Lithium Glut to Stay in 2025 Despite Uptick in Chinese Demand

China’s rising electric vehicle sales and manufacturing in recent weeks have pushed up Chinese lithium carbonate spot prices and lithium futures as battery makers begin to restock lithium inventories.

Yet, the recent uptick in China’s lithium demand will not be enough to erase the sizeable global glut that has accumulated this year, leaving the market in a likely surplus throughout 2025.

Lithium prices have crashed by 80% since their peak in 2022 amid slowing global EV sales with the phase-out of subsidies in several major auto markets, coupled with a surge in supply, especially from Chinese companies operating in Africa. This year, Chinese miners and refiners have been driving a surge in African lithium production, dominated by companies fully or partially owned by Chinese entities.

The market surplus and the slower EV sales in Western markets have dragged lithium prices down.

China’s most recent rebound in demand has pushed local lithium prices higher. But the fundamentals of the global lithium market haven’t changed much—supply continues to outpace demand, setting the stage for another year of oversupply and depressed prices, analysts say.

China’s EV sales in recent months have been the bright spot in the global electric vehicle market. Toward the end of the year, EV sales and manufacturing in China expanded as the large stimulus from the authorities to boost the economy included incentives for consumers to swap their old conventional vehicles with EVs.

Last month, China’s EV sales jumped by 11.1% compared to September, to 1,429,000 units. EV manufacturing also rose, by 11.9% month-on-month, to around 1,463,000 vehicles, per data from Benchmark Minerals.

EV and plug-in hybrid sales surged by 56.7% from a year ago and accounted for 52.5% of all Chinese car sales, making October the fourth consecutive month in which new energy vehicles outsold gasoline cars.

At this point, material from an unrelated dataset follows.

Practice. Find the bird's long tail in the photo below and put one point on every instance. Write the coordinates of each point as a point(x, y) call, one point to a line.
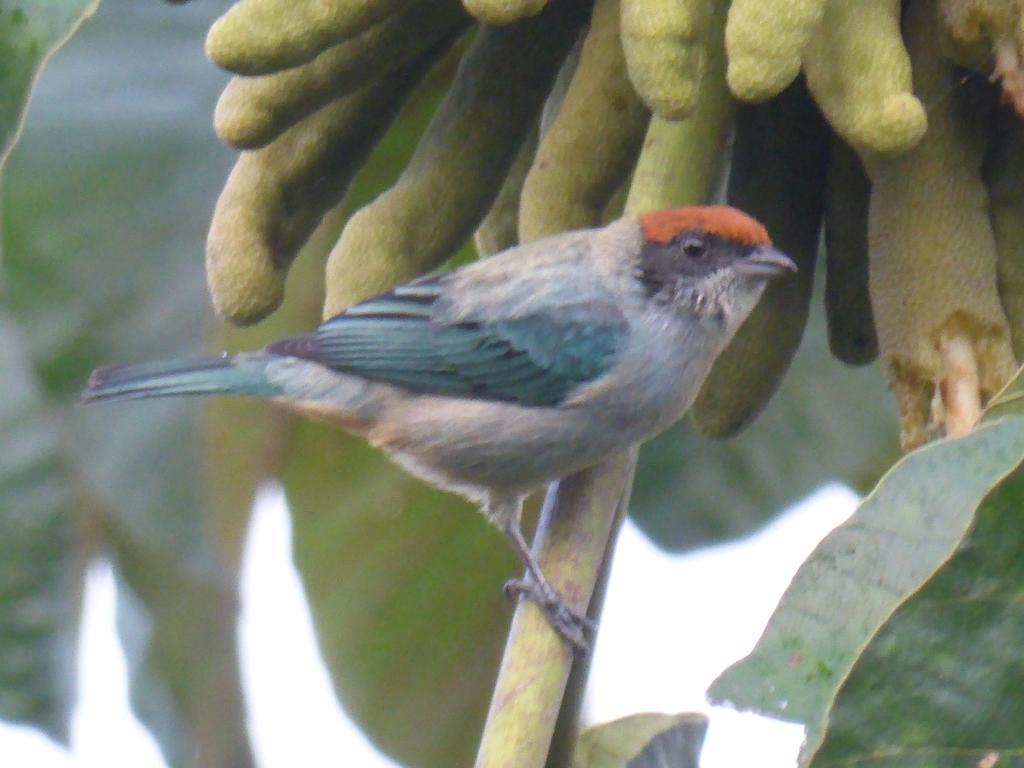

As EV demand rises, Chinese supply chain companies have tentatively started to restock lithium products, and procurement activity intensified amid high utilization rates at cathode producers. The uptick in demand pushed China’s lithium carbonate spot prices to a three-month high this week. Lithium carbonate futures on the Guangzhou exchange have also jumped this week, according to data compiled by Bloomberg.

Yet, the market continues to be oversupplied, which has prompted global lithium miners to curtail production and shrink their workforce—at least until market conditions improve.

Just this week, Australian miner Mineral Resources said it was shutting down its Bald Hill lithium mine amid a crash in lithium prices in another project curtailment in the industry.

The low lithium prices have hit other producers and projects, too.

The world’s largest lithium producer, North Carolina-based Albemarle, booked a net loss of $1.1 billion for the third quarter amid lower pricing in the lithium value chain.

As part of measures to reduce costs and operations, Albemarle will be reducing its global workforce by an expected 6-7% and is slashing its 2025 capital expenditures by around 50% versus 2024 to an anticipated range of $800 million to $900 million.

This week, Australia’s Liontown Resources said it would reduce production from its Kathleen Valley lithium project, “to prioritise higher margin ore at reduced costs to adapt to the low-price lithium environment.”

Pilbara Minerals has also announced a suspension of a lithium processing plant in Western Australia, but on its own, it will not be enough to stop the oversupply, according to Will Adams at Fastmarkets, a commodity price reporting agency.

Fastmarkets continues to expect a global surplus of around 90,000 tons of Lithium Carbonate Equivalent (LCE) next year, on top of this year’s more than 100,000-ton surplus.

Despite the fact that Chinese lithium carbonate demand this month defied forecasts of a typically slow year-end consumption, “The market surplus situation hasn’t fundamentally shifted yet,” Zhang Weixin, an analyst at China Futures, told Bloomberg this week.